When I first thought that it might be Nook looking for me, I had a brief moment of excitation. It’s flattering to be sought. It’s flattering to be the one being “chased” - no matter how small the context. This is something that I, as a man, had never fully experienced. Sure, there may have been a girl or two many years ago who wanted to go out with me, but never said anything -- but this was quantifiably different.
This was someone who had gone out of their way not only to passively look for me, but to actively do so; to seek direct contact, using modern means to accomplish her task. That, to this date, is thrilling to think about.
It turns out that Nook posted on Craig’s List in multiple countries, hoping to find me. Such was the fondness of her memories of our interactions, as well as desire to reconnect.
I don’t think I’ve ever expressed to Nook what those first hours were like after I read that email informing me that someone was looking for me.
I checked my email with an update frequency of about once per minute after I sent my reply to the Craig’s List posting.
I created special email filtering rules to make sure anything from the Craig’s List system would not accidentally get marked as spam. I had my spam mailboxes open and was doing regular review of the content, just in case.
That morning was like no other for me, and I believe it is safe to say that ever since that morning, nothing has been the same.
And so there I was, armed with only a vague suspicion of who might be seeking me, but I’ve learned that my instincts are usually pretty good, so I did my Googling to see what might turn up.
What I found provided context to my suspicions, but also a bit of sadness.
You see, I found Nook. Or, more to the point, I found her photograph. And a news story. A news story that did not surprise me in the least, but also muted, somewhat, those first few hours of excitation I was feeling.
It was her engagement announcement in a newspaper local to where she lives.
It included a picture of the lucky man, and Nook, embraced.
Indeed, it was the same man that Nook had told me about starting to date all those years ago, and whom she had shared a few stories of their early relationship experience before she and I lost touch in the start of the 2000’s.
“Okay” I thought.
The story in my head made sense now.
The engagement announcement set a date for her wedding for mid 2010. It was announced, curiously, over two years prior to the actual date. But it started to become clear -- Nook was likely going through her wedding plans by this point in late 2009, looking at her duties and obligations, reviewing the guest list, and so on.
As a part of the review process, she was most likely looking at her address book, and in doing so, found Chair’s name. And wondered “whatever happened to...”

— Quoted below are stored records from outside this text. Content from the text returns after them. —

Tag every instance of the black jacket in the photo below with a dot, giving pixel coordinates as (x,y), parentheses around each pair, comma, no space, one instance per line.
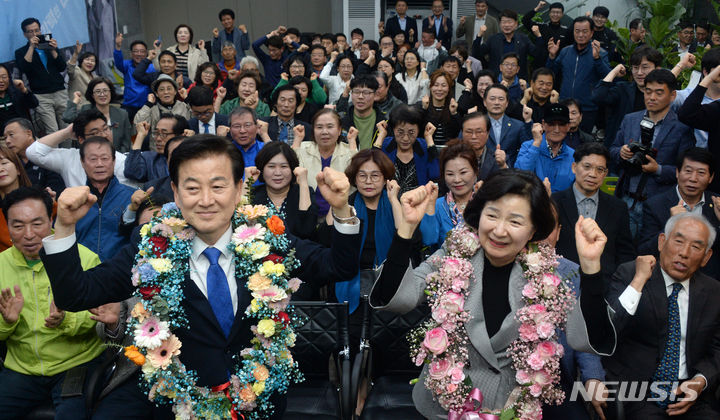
(612,217)
(42,79)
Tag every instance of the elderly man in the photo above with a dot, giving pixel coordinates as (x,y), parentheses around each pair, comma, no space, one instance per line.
(206,174)
(666,322)
(45,345)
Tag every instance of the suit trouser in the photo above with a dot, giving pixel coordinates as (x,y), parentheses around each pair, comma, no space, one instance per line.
(48,114)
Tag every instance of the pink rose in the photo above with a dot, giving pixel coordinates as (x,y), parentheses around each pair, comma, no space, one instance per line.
(453,302)
(439,368)
(545,329)
(535,390)
(528,332)
(436,340)
(522,377)
(536,361)
(529,292)
(456,375)
(546,349)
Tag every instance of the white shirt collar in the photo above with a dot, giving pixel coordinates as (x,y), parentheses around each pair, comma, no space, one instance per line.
(198,245)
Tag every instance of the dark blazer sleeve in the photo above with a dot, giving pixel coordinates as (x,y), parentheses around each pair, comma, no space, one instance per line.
(77,290)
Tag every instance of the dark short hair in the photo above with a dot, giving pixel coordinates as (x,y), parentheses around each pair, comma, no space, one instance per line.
(84,118)
(516,182)
(96,140)
(27,193)
(497,86)
(376,155)
(711,59)
(404,113)
(568,102)
(27,22)
(591,148)
(200,96)
(180,26)
(96,81)
(364,80)
(542,71)
(508,13)
(272,149)
(180,124)
(202,146)
(662,76)
(697,154)
(457,148)
(647,52)
(226,12)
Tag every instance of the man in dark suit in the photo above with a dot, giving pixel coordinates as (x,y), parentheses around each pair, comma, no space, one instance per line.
(440,23)
(401,23)
(281,126)
(585,198)
(508,132)
(508,40)
(206,174)
(204,119)
(664,325)
(694,172)
(650,176)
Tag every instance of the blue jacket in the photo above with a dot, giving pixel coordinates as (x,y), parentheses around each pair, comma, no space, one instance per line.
(558,169)
(135,92)
(580,73)
(426,163)
(98,229)
(672,138)
(145,166)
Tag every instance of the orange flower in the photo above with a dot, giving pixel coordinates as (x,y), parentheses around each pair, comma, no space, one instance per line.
(276,225)
(133,353)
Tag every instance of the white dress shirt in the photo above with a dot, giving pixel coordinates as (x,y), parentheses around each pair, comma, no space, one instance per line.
(630,298)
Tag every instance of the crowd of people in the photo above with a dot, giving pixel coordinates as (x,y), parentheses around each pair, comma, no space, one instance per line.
(435,125)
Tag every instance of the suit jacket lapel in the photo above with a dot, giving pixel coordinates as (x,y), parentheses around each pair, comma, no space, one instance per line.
(475,327)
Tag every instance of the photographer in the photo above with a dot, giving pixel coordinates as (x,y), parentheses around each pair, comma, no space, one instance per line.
(647,145)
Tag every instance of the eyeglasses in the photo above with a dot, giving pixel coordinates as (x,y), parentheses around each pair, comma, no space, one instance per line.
(365,92)
(588,167)
(373,176)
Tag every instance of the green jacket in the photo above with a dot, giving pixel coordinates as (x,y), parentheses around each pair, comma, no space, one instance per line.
(34,349)
(262,110)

This is how I immediately re-contextualised the outreach. She was that same, sweet, young woman I knew, but about to begin the next most amazing part of her life, and merely wanted to touch base and see how I had been getting on over the years.
So, armed with this new information, I treated our early conversations very much as two friends getting back in touch. There was never the slightest hint of anything more - we really did spend weeks just emailing back and forth about our lives, the people we had become, and the experiences which brought us to this moment.
It was innocent, exploratory, and, perhaps in reflection, a little bit dangerous.
One of the things Nook said to me early on in this renewal of our friendship was that she did not want to get too close, or to find herself in an “emotional affair” of any sort. This made it clear that some of the topics we were edging towards in our mails were a bit too personal, so we adjusted.
But it didn’t last.
Context in full.
As you can imagine, this situation, this friendship, was becoming somewhat more, shall we say, risky than most of this site would belie.
The feelings that Nook and I had been building for each other, through our emails, through our phone conversations, and through what was to be, I hoped, our imminent meeting, for the first time in person, were wrapped in an uncomfortable truth, an awkward context.
Nook was engaged to be married. Yet she was feeling something more than just friendship for me.
As we considered our future steps, if there were to be any, we both had a lot of deep questions to be asking ourselves. Was she just having cold feet, was I somehow merely drawn to that which I could not “have” -- the usual.
We talked openly about these matters, these concerns, and did our best to de-contextualise “us” from “her situation.”
But it was what it was, and if Nook and I were to meet, even in public, it would have to be also quite in secret. We both were putting a lot at risk, but were both willing to take that risk. We had a bond, a connection that had lasted over a decade, and even with the entirety of this context known, we had at least to try to meet once.
Now you know.
Now that this piece of information is known, the entire context of this story takes on new light. Not only what has already been shared, but what will be in the future.